Plan Novel Trip to World’s Fair

Fort Dodge Young men Go to the Exposition by the Water Route.

Make Trip in a Houseboat

Float Down Des Moines to Mississippi, Down Stream to St. Louis.

A trip to the St. Louis exposition is planned by several Fort Dodge young men living on the west side, that for novelty at least, will hardly be surpassed. The plan is to build a flat boat and float down the Des Moines river to the Mississippi, thence down the father of waters to St. Louis. The boys do not care to have their names mentioned, as yet, as their plans are not fully completed. As far as is now known there is nothing that will discourage them in their undertaking and they anticipate a jolly trip.
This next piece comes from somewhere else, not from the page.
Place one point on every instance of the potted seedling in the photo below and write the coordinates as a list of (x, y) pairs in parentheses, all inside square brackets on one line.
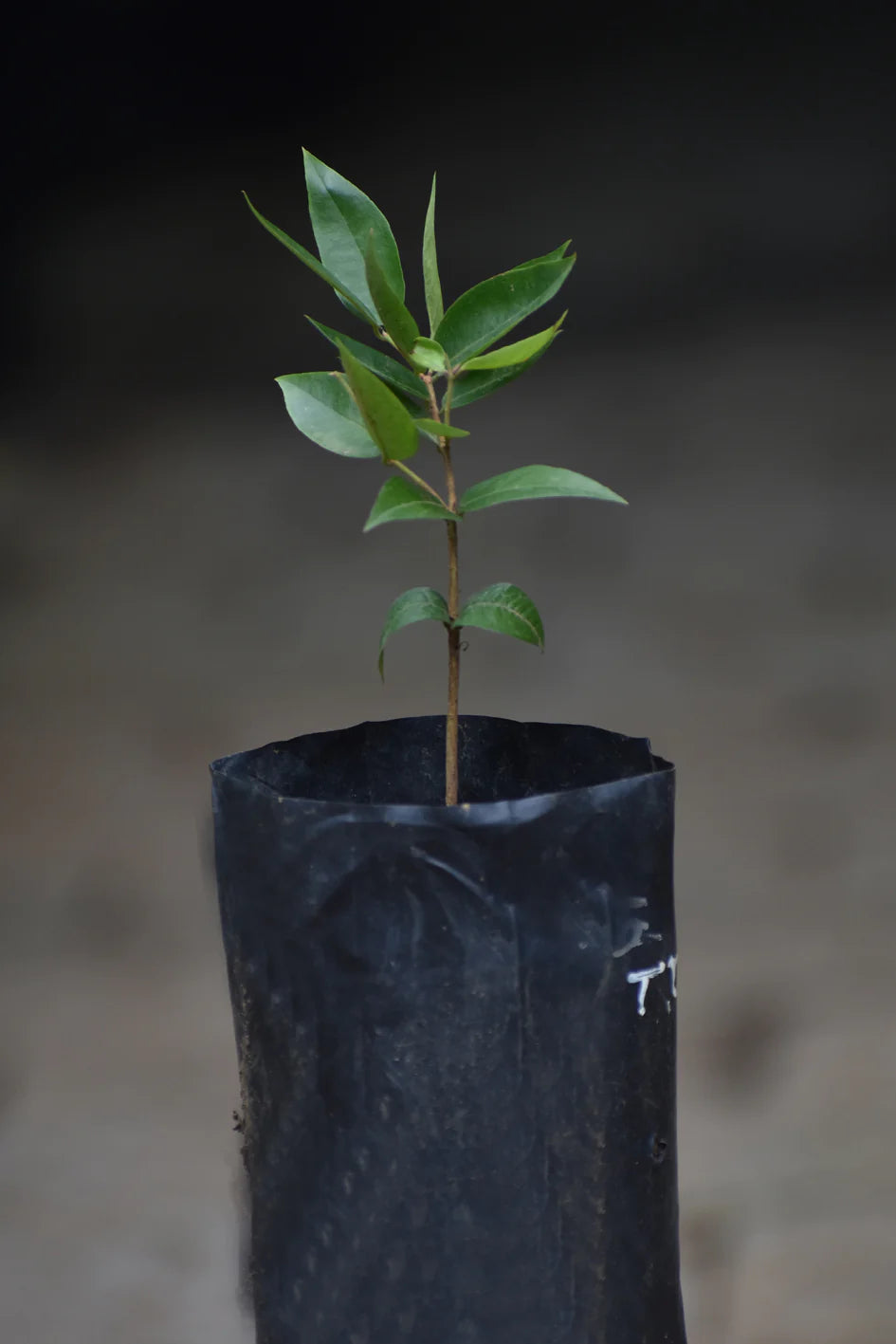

The “voyagers” will build their boat of sufficient size to contain bedding, tents and supplies and will be fully equipped to camp if they wish to, or anchor their boat to the bank of the stream and seek shelter at night in the towns along the river, or if no town is at hand, in a farm house which will never be far distant from a stopping place.

The party will be a merry one. It is the young men’s intention to be prepared to fish and hunt when they please, while reading and other recreation will while away the hours, and the ever changing scenery, perhaps with an occasional ducking, will tend to overcome the monotony of the trip.

It is expected that the trip will take about three weeks, counting the stops. They will probably wait  until the weather is settled before starting. They expect the saving on car fare to pay their expenses, and on arriving in St. Louis, will probably sell or abandon their boat and come back by rail.

The current of the Des Moines at the present stage of water, travels at an average rate of at least six miles an hour. It would possible to travel at this rate, at least seventy or seventy-five miles from early daylight to late at night and at this rate, althought (sic) there are many bends in the river. It would not take many days to reach the Mississippi, when a sail might be used to good advantage with a north wind. It is the present intention of the prospective voyagers, however, to take plenty of time for the trip, and make it as pleasant an outing as possible.

(Editor’s note: If I should find later mention of this proposed trip, if it really did take place, I will update on this post.)